Three multidistrict litigations (MDL) involving transvaginal mesh lawsuits will be consolidated in a single MDL in the U.S. District Court for the Southern District of West Virginia. In an order issued February 7, the U.S. Judicial Panel on Multidistrict Litigation ordered transvaginal mesh lawsuits filed against Boston Scientific, American Medical Systems and Johnson & Johnson’s Ethicon Inc. to be centralized before U.S. District Chief Judge Joseph R. Goodwin, who is also presiding over another MDL involving Avaulta vaginal mesh litigation initiated against C.R. Bard.
In its Transfer Order, the Panel stated that the Southern District of West Virginia will serve the convenience of the parties and witnesses and promote the just and efficient conduct of the transvaginal mesh litigation. An MDL allows lawsuits associated with a particular product to be coordinated under one judge for pretrial litigation to avoid duplicative discovery, inconsistent rulings and to conserve the resources of the parties, witnesses and the court. When lawsuits are consolidated as a multidistrict litigation, each retains its own identity. If the multidistrict litigation process does not resolve the cases, they are transferred back to the court where they originated for trial.
All of the lawsuits now consolidated in West Virginia allege the defendants recklessly and negligently marketed transvaginal mesh products for surgical treatment of pelvic organ prolapse and stress urinary incontinence and put the companies’ interest in making profits ahead of the safety of women. All charge that the transvaginal mesh products made by these companies have unacceptably high rate of side effects and complications.
Transvaginal mesh devices are used in the surgical repair of pelvic organ prolapse (POP) and stress urinary incontinence (SUI). This past July, the U.S. Food & Drug Administration (FDA) said in a Safety Communication that it had received 2,874 new reports of complications associated with transvaginal surgical mesh procedures from January 2008 through December 2010. Of these, 1,503 reports were associated with POP repairs and 1,371 associated with SUI repairs. Injuries attributed to the use of transvaginal mesh devices include inflammation and infection. The implanted mesh also can shrink and cause chronic pain. Frequently, the mesh will start to extrude through the vaginal wall causing bleeding and pain. According to the FDA, even when women undergo surgery, even multiple surgeries, to have defective mesh removed, complications continue because it is almost always impossible to completely remove the device.

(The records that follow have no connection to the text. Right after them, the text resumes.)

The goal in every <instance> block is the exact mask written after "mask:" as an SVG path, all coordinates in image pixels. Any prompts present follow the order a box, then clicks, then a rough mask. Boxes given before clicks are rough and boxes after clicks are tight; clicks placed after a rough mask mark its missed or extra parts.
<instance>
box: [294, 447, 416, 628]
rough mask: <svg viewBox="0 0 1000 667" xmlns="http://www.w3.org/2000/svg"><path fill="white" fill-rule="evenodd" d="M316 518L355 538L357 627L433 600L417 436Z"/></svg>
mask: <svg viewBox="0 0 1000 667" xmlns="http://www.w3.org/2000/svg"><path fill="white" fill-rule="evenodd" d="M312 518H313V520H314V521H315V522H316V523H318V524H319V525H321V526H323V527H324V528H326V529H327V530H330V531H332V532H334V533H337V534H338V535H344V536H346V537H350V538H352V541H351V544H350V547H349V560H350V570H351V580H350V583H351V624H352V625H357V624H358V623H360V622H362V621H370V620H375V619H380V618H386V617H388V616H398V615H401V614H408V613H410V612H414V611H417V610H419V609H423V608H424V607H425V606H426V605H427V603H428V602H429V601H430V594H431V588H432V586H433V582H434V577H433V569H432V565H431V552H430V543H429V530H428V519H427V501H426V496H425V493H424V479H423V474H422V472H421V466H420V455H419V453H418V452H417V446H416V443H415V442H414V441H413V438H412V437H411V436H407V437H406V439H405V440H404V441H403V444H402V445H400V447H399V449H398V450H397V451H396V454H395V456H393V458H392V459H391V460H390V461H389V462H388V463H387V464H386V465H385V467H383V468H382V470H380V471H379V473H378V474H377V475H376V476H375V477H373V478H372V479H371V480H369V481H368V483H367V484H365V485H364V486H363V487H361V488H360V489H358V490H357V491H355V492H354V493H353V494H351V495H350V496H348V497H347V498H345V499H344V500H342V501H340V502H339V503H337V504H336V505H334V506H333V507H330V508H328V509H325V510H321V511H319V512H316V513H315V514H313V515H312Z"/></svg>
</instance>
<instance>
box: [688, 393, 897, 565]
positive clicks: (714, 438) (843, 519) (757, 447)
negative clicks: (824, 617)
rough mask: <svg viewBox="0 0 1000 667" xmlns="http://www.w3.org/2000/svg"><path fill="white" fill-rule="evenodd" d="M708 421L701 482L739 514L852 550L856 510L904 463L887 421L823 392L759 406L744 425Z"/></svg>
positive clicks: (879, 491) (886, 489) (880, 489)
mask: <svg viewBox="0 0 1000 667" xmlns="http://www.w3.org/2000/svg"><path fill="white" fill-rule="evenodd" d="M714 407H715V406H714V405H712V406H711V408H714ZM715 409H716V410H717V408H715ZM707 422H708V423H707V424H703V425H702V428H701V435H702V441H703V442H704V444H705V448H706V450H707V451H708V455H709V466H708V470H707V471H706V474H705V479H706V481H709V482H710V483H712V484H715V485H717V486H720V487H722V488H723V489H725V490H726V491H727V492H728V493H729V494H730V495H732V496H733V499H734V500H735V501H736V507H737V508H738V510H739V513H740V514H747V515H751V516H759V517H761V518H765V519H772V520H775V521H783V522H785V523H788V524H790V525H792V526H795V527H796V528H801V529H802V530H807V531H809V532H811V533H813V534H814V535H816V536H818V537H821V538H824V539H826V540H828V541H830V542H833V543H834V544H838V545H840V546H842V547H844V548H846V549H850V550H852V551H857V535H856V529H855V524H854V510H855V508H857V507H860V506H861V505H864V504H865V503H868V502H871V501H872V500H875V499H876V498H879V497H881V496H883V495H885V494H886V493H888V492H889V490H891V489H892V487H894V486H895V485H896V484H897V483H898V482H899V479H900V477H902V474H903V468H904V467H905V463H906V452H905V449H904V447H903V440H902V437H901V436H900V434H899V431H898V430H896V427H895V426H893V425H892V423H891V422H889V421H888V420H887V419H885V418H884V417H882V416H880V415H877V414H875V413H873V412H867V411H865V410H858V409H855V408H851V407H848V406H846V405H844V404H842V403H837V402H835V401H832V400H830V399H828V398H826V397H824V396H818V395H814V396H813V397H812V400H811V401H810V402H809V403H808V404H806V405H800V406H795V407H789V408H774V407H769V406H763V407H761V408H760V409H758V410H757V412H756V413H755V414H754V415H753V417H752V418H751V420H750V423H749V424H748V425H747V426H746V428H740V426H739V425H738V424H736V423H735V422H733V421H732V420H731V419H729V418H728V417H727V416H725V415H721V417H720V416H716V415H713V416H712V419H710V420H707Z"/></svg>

Transvaginal mesh devices were mostly approved through the agency’s 510(k) fast-track approval process, which grants access to the market without much pre-market safety testing, based on the idea that the products were similar in design to a previously-approved device. However, the FDA is considering rescinding 510(k) approvals for transvaginal mesh devices used in POP repair, and has asked the makers of such devices to conduct safety studies of the products.